I have been using logstash for a month now and diving deep into its filters. I am facing issues with parsing sonarqube logs. I have configured filebeat to send 5 log files that are generated by sonarqube and added filter to differentiate them. I see the logs coming in kibana but I am not able to break the message using the grok filter. I check the grok pattern using the grok debugger and it works fine. I am not able to trace the issue of why the message field is not breaking fine.

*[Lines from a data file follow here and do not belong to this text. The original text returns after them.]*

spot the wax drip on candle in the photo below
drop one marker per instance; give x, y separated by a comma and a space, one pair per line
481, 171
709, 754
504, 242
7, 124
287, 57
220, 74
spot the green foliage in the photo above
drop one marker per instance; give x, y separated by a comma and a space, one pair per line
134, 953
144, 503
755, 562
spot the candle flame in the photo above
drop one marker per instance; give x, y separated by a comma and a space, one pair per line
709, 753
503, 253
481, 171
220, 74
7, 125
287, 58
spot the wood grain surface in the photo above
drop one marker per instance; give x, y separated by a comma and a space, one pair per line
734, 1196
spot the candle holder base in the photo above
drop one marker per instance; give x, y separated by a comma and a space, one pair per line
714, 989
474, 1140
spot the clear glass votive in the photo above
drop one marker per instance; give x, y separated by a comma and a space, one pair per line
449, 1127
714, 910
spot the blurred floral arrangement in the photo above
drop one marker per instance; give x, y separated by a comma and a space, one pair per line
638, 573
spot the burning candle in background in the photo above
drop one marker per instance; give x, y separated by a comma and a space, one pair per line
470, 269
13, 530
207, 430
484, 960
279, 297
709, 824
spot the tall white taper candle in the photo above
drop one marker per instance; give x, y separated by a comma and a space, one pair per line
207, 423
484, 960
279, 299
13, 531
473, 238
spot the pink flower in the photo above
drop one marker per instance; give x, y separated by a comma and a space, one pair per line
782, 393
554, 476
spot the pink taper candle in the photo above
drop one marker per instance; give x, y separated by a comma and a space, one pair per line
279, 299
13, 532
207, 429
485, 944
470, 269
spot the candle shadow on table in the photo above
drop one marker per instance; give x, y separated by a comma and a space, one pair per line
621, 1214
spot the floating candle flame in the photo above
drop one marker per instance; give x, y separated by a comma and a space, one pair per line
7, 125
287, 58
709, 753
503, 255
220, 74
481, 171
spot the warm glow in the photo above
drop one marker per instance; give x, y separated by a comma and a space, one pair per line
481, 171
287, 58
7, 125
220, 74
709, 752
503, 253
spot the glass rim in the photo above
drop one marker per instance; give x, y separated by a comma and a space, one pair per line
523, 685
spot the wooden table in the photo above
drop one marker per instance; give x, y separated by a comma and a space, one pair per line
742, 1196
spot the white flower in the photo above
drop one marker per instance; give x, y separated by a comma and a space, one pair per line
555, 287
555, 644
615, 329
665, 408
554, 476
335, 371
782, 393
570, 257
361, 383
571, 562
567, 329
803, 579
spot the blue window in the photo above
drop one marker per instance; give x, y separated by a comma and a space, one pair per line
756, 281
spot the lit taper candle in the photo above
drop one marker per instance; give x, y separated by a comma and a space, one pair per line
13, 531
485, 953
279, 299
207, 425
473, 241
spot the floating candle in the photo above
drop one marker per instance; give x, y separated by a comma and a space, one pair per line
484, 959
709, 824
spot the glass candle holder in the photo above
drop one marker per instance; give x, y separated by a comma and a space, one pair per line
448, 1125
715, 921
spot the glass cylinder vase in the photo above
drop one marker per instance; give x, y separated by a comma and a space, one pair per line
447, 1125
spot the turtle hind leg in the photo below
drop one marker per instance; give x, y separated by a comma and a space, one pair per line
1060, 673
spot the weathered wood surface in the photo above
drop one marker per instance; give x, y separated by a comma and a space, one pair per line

Below are the filebeat, logstash configurations and the message.

filebeat configs:

filebeat.prospectors:

  • type: log
    enabled: true
    paths:

    • /opt/sonarqube/logs/access.log
      fields:
      log_type: access
  • type: log
    enabled: true
    paths:

    • /opt/sonarqube/logs/web.log
      fields:
      log_type: web
  • type: log
    enabled: true
    paths:

    • /opt/sonarqube/logs/ce.log
      fields: {log_type: ce}
  • type: log
    enabled: true
    paths:

    • /opt/sonarqube/logs/es.log
      fields: {log_type: es}
  • type: log
    enabled: true
    paths:

    • /opt/sonarqube/logs/sonar.log
      fields: {log_type: sonar}
      ===================================

logstash configs:

input {
beats {
port => 5044
}
}

filter {
if [host] == "sonarqube" {
if [log_type] == "sonar,es,ce,web" {
grok {
match => { "message" => "%{YEAR:year}.%{MONTHNUM:month}.%{MONTHDAY:day} %{TIME} %{LOGLEVEL:loglevel} %{WORD:logtype}%{SYSLOG5424SD:emptybraces}%{SYSLOG5424SD:syslogclass} (?m)%{GREEDYDATA:log}" }
}
}
else if [log_type] == "access" {
grok {
match => { "message" => "%{IP:client_ip} %{USER:ident} %{USER:auth} [%{HTTPDATE:apache_timestamp}] "%{WORD:method} /%{NOTSPACE:request_page} HTTP/%{NUMBER:http_version}" %{NUMBER:server_response}" }
}
}
}
}

output {
stdout {
codec => rubydebug
}
if [host] in ["jenkins","sonarqube","artifactory"] {
elasticsearch {
hosts => "xx.xx.xxx.xx:9200"
manage_template => false
index => "%{[@metadata][beat]}-%{[host]}-%{[@metadata][version]}-%{+YYYY.MM.dd}"
}
}
}

message:
65.31.78.194 - - [01/Mar/2018:17:02:08 +0000] "GET /api/qualitygates/list HTTP/1.1" 200 62 "http://13.58.227.31:9000/quality_gates" "Mozilla/5.0 (Windows NT 10.0; Win64; x64) AppleWebKit/537.36 (KHTML, like Gecko) Chrome/63.0.3239.132 Safari/537.36" "AWHiK6vfp97mp7BlAACg"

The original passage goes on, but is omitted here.